The Oakland Athletics sent a message about their belief in one of their top prospects when they traded budding star catcher Sean Murphy on Dec. 12.
Shea Langeliers, named the organization’s 2022 Minor League Player of the Year by Baseball America for his impressive work with the Aviators, is ready for prime time as the team’s regular catcher.
“He’s a big leaguer,” A’s manager Mark Kotsay said after his team wrapped up a two-game exhibition series with a 12-4 loss to the Reds in front of 8,024 on Sunday at Las Vegas Ballpark.
Langeliers, a first-round pick of the Braves out of Baylor in 2019, hit .283 with 19 home runs and 56 RBIs in 92 games last season for the Aviators before making his MLB debut Aug. 16 and playing 40 games for Oakland.
“He’s a great learner, and he’s got a passion for the game and a passion for the position, which is what it takes to be great at that position,” Kotsay said. “He’s young. He’ll have some inexperience things that take place this season, but I’ve been impressed with the steady growth we’ve seen since he came to the big leagues.”
The 25-year-old showed enough to allow the A’s to trade Murphy, who subsequently signed a six-year, $73 million deal in Atlanta.
“The past couple years have been a whirlwind, and that was part of it,” Langeliers said of learning about the trade. “It’s been crazy, but everything happens for a reason. I was blessed to be working behind him last year and watching how he handled himself and how he prepared, how he handled the pitchers and his relationship with them. Being in that situation, I just tried to be a sponge, soak up everything I could, learn from it and keep getting better.”
It has been a steady ascension for Langeliers, who spent the remainder of 2019 in Single A after the draft. He didn’t play a minor league game in the 2020 COVID season and was assigned to Double A in 2021, finishing the season with one series in Triple A before he was traded to the Athletics’ organization. Oakland kept him in Triple A for less than a full season with the Aviators before he got the call.
Langeliers had six home runs and 22 RBIs in 142 at-bats for Oakland, but his focus always has been on defense despite his plus-bat.
“If I can get to know the pitchers and make them feel as comfortable as possible, that’s one thing I’m looking to do,” Langeliers said. “If they have a good year, we as a team have a good year. It starts with that. Anything offensively is a plus. My focus is definitely catching and dealing with the pitchers.”

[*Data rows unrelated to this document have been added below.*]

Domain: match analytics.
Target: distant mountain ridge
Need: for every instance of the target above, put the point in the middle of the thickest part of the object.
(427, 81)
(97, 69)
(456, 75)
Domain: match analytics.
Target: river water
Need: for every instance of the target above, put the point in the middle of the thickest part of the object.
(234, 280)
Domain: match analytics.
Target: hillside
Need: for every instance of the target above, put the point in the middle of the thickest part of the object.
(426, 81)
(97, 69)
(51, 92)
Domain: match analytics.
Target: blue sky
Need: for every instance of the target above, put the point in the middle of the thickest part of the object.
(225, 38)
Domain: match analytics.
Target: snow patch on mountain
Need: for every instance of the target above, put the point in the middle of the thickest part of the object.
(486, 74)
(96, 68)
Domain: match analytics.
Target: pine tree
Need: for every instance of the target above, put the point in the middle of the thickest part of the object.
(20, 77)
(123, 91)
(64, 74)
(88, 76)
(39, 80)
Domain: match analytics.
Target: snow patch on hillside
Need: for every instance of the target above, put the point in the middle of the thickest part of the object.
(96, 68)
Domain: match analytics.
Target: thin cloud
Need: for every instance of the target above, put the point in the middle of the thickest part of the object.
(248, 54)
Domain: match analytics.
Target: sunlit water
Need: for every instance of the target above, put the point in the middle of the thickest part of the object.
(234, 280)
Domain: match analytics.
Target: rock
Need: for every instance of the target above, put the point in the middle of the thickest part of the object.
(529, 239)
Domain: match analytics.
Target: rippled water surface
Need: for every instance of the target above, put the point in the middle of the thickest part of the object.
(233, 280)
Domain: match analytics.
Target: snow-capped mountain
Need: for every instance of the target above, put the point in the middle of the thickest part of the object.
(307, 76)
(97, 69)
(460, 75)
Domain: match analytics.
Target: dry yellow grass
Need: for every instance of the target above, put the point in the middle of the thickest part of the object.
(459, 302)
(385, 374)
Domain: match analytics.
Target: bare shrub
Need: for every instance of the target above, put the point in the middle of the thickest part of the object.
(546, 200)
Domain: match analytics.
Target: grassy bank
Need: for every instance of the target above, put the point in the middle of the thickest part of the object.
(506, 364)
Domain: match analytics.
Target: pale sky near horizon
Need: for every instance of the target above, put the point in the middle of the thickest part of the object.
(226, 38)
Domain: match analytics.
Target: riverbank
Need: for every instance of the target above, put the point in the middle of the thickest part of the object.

That’s one of the reasons he caught the first two innings Sunday despite a heavy workload Saturday. All-Star Paul Blackburn got the start for the Athletics, and Kotsay wanted to see him throw to Langeliers because the pitcher suffered a season-ending finger injury just before Langeliers got called up.
“This was the first time I ever threw to him (in a game), said Blackburn, who battled through 10 batters and allowed six runs on five hits. “Just from watching him and how he approaches his day, you can just see he’s a pro. He’s got all the talent in the world. He can hit, he can throw. He’s smart. Calls a good game. I feel like the more we get to work together, the better we’ll be together. He’s someone you never have to worry about as far as doing the work or being ready.”
Langeliers, who struck out in his only plate appearance Sunday and is 5-for-12 with a home run and three RBIs this spring, looks back on his partial season with the Aviators fondly and was pleased to be back for the weekend. He also thinks his time in Las Vegas playing every day in a notoriously hitter-friendly league helped him get better as a catcher.
“You have to be more on top of your game plan here and more aware of what hitters are trying to do,” he said. “It really helps you focus more on game-planning and taking that part of your game to the next level.”